In deze zaak heeft de Raad van State op 1 september 2004 uitspraak gedaan over een beroep van een appellant tegen een besluit van het college van dijkgraaf en heemraden van het waterschap Vallei & Eem. Het geschil ontstond naar aanleiding van een last onder dwangsom die aan de appellant was opgelegd op 2 september 2003, omdat hij op 12 en 13 augustus 2003 had geloosd op oppervlaktewater zonder de vereiste voorafgaande melding. De last was opgelegd in het kader van artikel 5:32 van de Algemene wet bestuursrecht (Awb) en betrof een overtreding van voorschrift 4.2 van een vergunning die op 16 november 1999 aan de appellant was verleend onder de Wet verontreiniging oppervlaktewateren (Wvo).

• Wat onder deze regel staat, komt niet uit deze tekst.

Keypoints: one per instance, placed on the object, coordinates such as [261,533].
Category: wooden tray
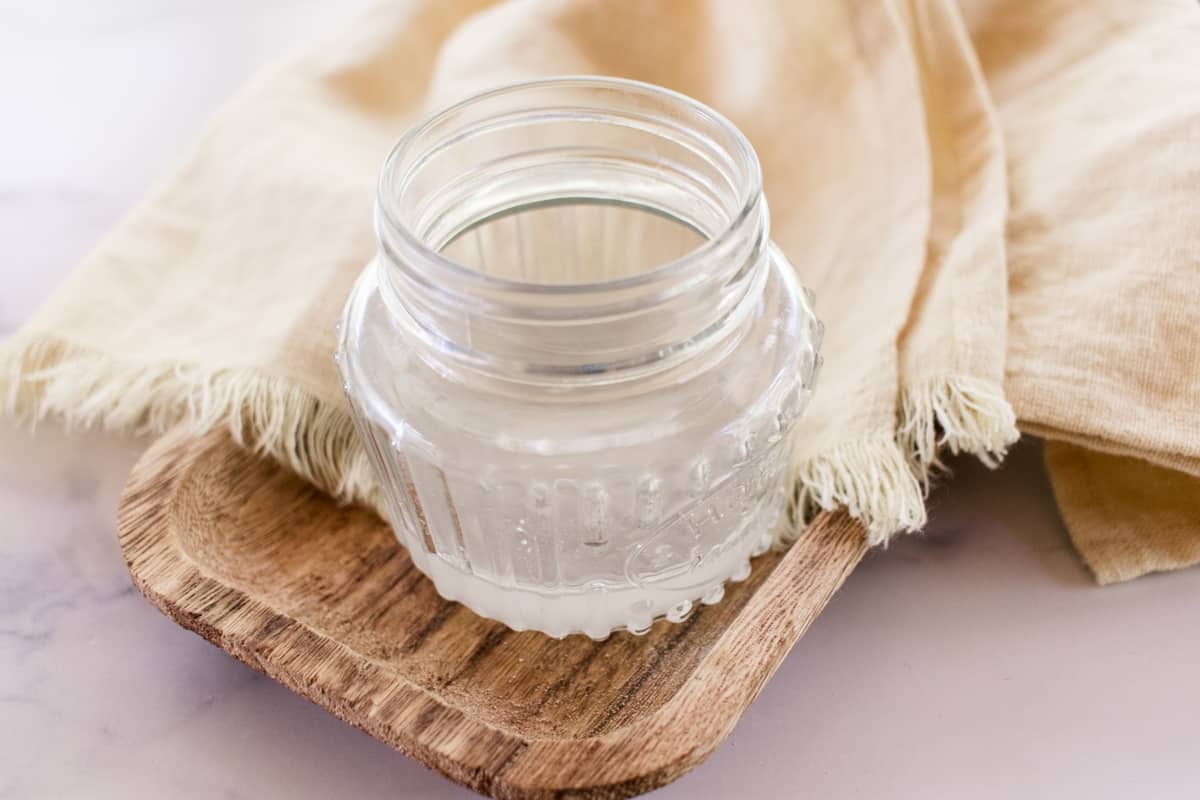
[323,599]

De appellant stelde dat de vergunning hem de vrijheid bood om zelf te bepalen wanneer hij gebruik maakte van de vergunning en dat de lozing op 12 augustus 2003 buiten het bereik van die vergunning viel. Hij voerde aan dat de lozing onder de verantwoordelijkheid van zijn opdrachtgever viel en dat hij slechts apparatuur had geleverd. De Afdeling bestuursrechtspraak van de Raad van State oordeelde echter dat de vergunning aan de appellant was verleend en dat hij verplicht was om in alle gevallen melding te maken van bemalingen. De rechtbank concludeerde dat de appellant mede-overtreder was van het lozingsverbod, gezien zijn betrokkenheid bij de bronbemaling.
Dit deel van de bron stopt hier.